Lettuce consists of Eric Krasno (guitar),Adam Deitch (drums),Ryan Zoidis (saxophone),Eric Bloom (trumpet),Neal Evans (keys),Erik “Jesus” Coomes (bass) and Adam Shmeeans Smirnoff (guitar) who have been playing together for 20 years. Though many of the boys (including vocalist/keyboard extraordinaire Nigel Hall and Saxophonist James Casey) and have equally successful projects that keep them busy, Lettuce has been the constant in their lives, musically grounding them since their days together at Berklee College in Boston. Krasno plays in Soulive and can often be found filling in on Bass with Tedeschi Trucks Band and others. Deitch is the pack leader for Break Science, while Evans performs with Soulive and the Alan Evans Trio. Smirnoff is the front runner of Shmeeans and the Expanded Consciousness, while horn gurus Zoidis and Bloom both jam in additional projects nationwide.
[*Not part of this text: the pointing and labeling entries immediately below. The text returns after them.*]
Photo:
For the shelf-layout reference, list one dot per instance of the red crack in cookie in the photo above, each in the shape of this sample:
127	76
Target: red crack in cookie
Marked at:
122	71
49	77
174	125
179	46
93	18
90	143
As the boys from Brooklyn took the stage, it was clear the crowd was in for a special treat. Dietch pounded the skins hard, as the team led off with “Double Header,” a jam that gave everyone around the horn a chance to warm up and start to cook. As the crowd continued to get their funkadelic juices flowing, the band moved through “Suppit” and “Dilla” into two extremely tight and stellar versions of Ziggowatt and Bowler, both hits from their latest LP, Fly. Rivaling legends such as Sly and the Family Stone and George Clinton’s Parliament, these tracks were complex and compact, displaying seamless arrays of musical connectivity. By this time it was clear that the rocket ship to the lunar-funk-a-sphere had taken off.
While Evans consistently displayed otherworldly keyboard talent, Shmeeans and Coomes played off one another through the next few jams, never once stopping their feet from moving and bouncing. Blues siren and frequent collaborator Alecia Chakour (Allman Bros and Warren Haynes Bands) dropped unspeakable vocals as the arm-waving, head-bobbing, booty-shaking crowd jammed in awe. Local soul singer Kenya Hall also came out for an excellent version of “What do I have to do,” injecting her neo-soul/funk knowhow to Lettuce’s soulful salad. The highlight of the night came in the form of “Madison Square,” with Bloom and Zoidis exploding on the horns, Jesus dropping unbelievably tight bass lines and Shmeeans bopping non-stop. The energy brought the crowd to their knees, and back to their feet again and again, as the boys closed out the night. Dubbed “The Royal Family,” Lettuce demonstrated the veracity of this moniker. Clearly Lettuce is on top of their game, reigning as the kings of funk.